Rudhra develops strong feelings for Madurai. Although Madurai is initially hesitant, he eventually agrees to assist Lalitha in unraveling the conspiracy. Madurai soon discovers Rudhra's true identity. Meanwhile, the corrupt officials remain skeptical about Rudhra's death and dispatch their men to tail Lalitha and Madurai's timely intervention rescues them from harm. After hearing the full story, Madurai devises a plan to bring the conspirators to justice. So, he randomly contacts police officers, inquiring about Mayaandi. He shortlists DCP Sundararajan and ACP Mohan as the perpetrators involved in Rudhra's family's murder. Although unaware of the cassette's existence, Madurai lures Sundararajan and Mohan by claiming to possess the video cassette they were searching for, offering to exchange it for money. He skillfully manipulates Sundararajan and Mohan into confessing their crimes with Mayaandi, which he secretly video records as evidence. He uses this recording to threaten them. However, Mayaandi reveals that he possesses the video cassette, exposing Madurai's ruse. Mayaandi now captures Madurai, Lalitha, and Rudhra.
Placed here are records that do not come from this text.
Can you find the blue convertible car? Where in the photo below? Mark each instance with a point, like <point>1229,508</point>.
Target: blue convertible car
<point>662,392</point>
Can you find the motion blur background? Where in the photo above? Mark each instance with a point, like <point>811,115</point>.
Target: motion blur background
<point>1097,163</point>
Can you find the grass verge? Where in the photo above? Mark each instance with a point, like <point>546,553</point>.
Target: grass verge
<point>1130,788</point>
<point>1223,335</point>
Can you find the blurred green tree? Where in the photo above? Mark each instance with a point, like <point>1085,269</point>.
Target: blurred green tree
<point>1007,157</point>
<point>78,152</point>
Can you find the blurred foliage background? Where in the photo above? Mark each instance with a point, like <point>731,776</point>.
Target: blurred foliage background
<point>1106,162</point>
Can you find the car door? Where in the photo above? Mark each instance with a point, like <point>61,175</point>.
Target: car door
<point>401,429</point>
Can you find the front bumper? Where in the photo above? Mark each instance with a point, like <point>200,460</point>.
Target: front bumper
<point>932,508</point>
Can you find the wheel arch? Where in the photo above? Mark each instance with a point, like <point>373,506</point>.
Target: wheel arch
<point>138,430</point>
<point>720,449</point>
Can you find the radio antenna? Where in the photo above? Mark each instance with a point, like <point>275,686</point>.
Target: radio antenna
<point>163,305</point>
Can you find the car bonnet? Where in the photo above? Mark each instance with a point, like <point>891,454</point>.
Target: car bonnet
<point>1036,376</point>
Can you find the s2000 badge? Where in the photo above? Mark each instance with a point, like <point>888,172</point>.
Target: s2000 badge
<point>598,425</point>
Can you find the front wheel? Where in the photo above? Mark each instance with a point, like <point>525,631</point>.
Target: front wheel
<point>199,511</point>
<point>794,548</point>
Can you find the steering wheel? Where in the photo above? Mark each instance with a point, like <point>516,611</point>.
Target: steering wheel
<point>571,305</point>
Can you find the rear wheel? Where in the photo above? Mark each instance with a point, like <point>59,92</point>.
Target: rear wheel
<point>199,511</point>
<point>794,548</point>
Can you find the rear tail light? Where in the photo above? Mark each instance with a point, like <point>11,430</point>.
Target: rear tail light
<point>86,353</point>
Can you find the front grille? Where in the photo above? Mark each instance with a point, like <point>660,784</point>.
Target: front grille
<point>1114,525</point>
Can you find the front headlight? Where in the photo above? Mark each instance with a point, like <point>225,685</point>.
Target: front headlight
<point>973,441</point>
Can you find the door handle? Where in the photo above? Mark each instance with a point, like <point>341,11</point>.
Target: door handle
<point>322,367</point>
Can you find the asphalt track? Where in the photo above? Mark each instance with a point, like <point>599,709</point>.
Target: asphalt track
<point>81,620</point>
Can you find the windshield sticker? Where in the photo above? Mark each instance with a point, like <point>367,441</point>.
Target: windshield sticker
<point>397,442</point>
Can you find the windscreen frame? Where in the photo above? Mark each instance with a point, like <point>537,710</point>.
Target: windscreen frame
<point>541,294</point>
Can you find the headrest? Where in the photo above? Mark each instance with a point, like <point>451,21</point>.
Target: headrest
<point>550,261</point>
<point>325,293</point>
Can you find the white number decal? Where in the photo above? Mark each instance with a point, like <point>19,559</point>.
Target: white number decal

To escape, Madurai creates a diversion, claiming that the video cassette has a duplicate copy stored in a bank locker belonging to a central minister. This clever ploy leads to the arrest of Sundararajan and Mohan.

Madurai, Lalitha, and Rudhra engage in a fierce hand-to-hand combat with Maayandi and his henchmen. Ultimately, Madurai fatally shoots Maayandi, cleverly staging the scene to make it appear as though Lalitha had fired the shot in self-defense, retaliating against Maayandi's attempt to shoot her. Before the police arrive to intervene, Madurai and Rudhra make a swift escape.

== Soundtrack ==
The music was composed by Gangai Amaran. The lyrics were written by Vaali and Amaran.

Track listing
| No. | Title | Singer(s) | Length |
|---|---|---|---|
| 1. | "Vittu Vittu" | S. P. Balasubrahmanyam, K. S. Chithra | 5:18 |
| 2. | "Enrootu" | S. P. Balasubrahmanyam | 5:02 |
| 3. | "Aadadu" | K. S. Chithra | 4:48 |
| Total length: |  |  | 15:08 |

== Reception ==
The Indian Express wrote the film "beguiles you [..] with its quickpaced narration". Sundarji of Kalki wrote the film, despite having so many opportunities for providing thrills and twists, squandered them. The film ran for over 100 days in theatres, and Gautami won the Film Fans Association Award for Best Actress.

== Legacy ==
Sasi Mohan later directed Sivantha Malar, also inspired from Nikita and again starring Gautami.